1. The main features of a stream valley are:

(a) Figure 13.20a: Floodplain

(b) Figure 13.13: Natural Levees (built only during floods)

(c) Figure 13.20b: Terraces that mark former flood plains

1. Figure 13.21: Streams are generally divided by topographic rises that form a divide, a ridge of high ground along which all rainfall is shed as runoff into the streams.

2. Figure 13.21: All the divides that separate a stream and its tributaries from their neighbors define its drainage basin.

3. The size of drainage basins can range from small areas such as a ravine to large regions covering several states (Figure 13.22).

4. The pattern of connection among tributaries and the main stream define the drainage network. There are several types of drainage networks.

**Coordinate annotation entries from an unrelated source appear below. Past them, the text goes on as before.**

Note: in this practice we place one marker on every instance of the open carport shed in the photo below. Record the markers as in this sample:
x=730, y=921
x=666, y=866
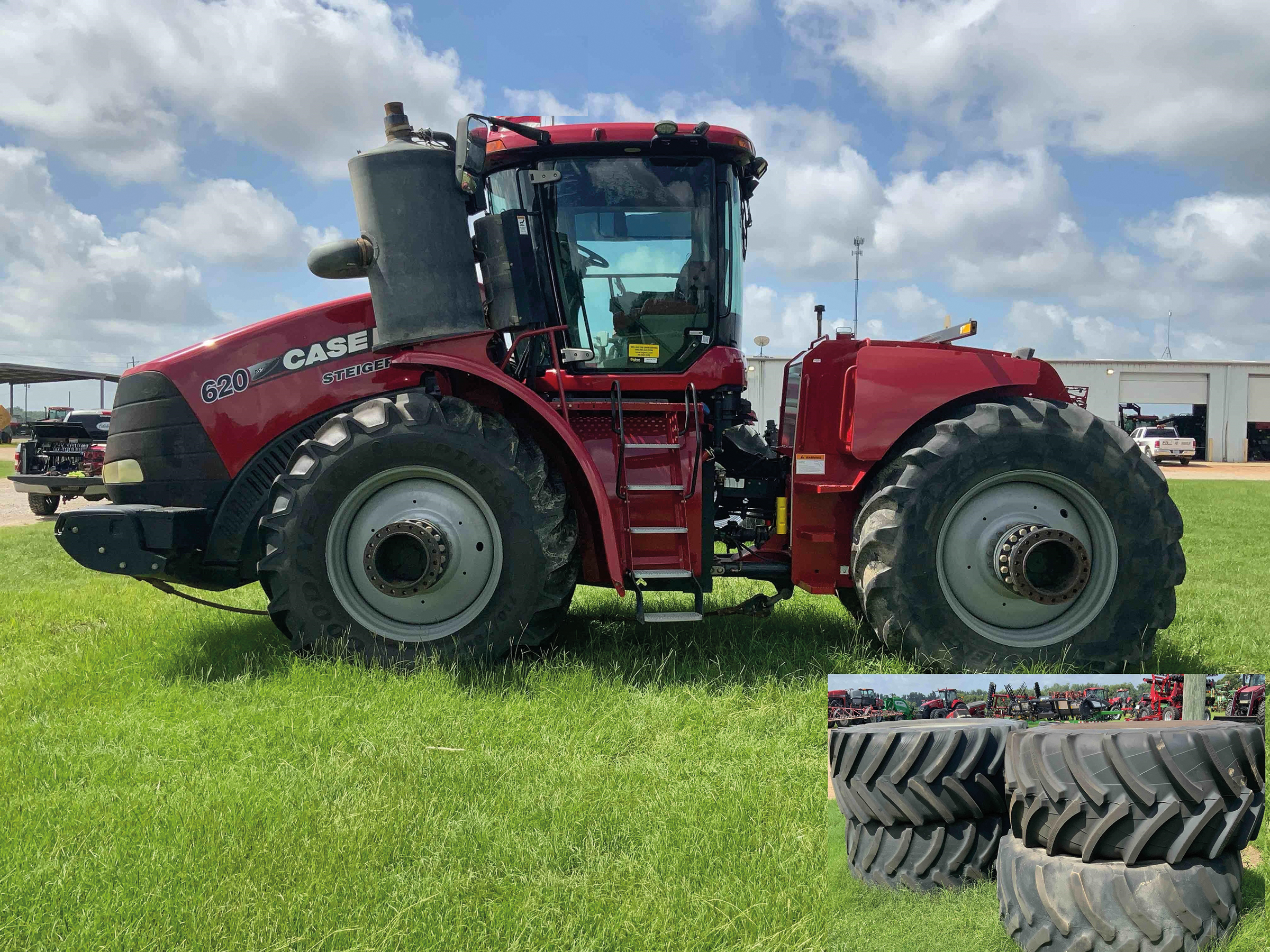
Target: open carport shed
x=1235, y=392
x=20, y=373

(a) Figure 13.23a: Dendritic drainage is characterized by a branching pattern which is characteristic of most streams and rivers.

(b) Figure 13.23b: Rectangular drainage is characterized by straight segments of streams taking on perpendicular directions and usually occurs in areas riddled with joints and fractures.

(c) Figure 13.23c: Trellis drainage forms when tributaries lie in the parallel valleys of steeply folded terrain.

(d) Figure 13.23d: Radial drainage occurs when streams flow in a radial pattern away from a central high point such as a dome or volcano.

1. Figure 13.19: In mountainous areas, a stream may deposit an alluvial fan when the channel undergoes a sudden decrease in slope (hence velocity).

1. Deltas form when a stream flows into a body of standing water such as a lake or ocean.

2. Figure 13.27: The main channel divides into distributaries.

3. Figure 13.28: The main stream channel can shift position over time to form a series of coalescing sub-deltas.

4. Some deltas have a triangular shape (e.g. Nile Delta).

5. Figure 13.26: The Mississippi Delta is an example of a bird-foot delta.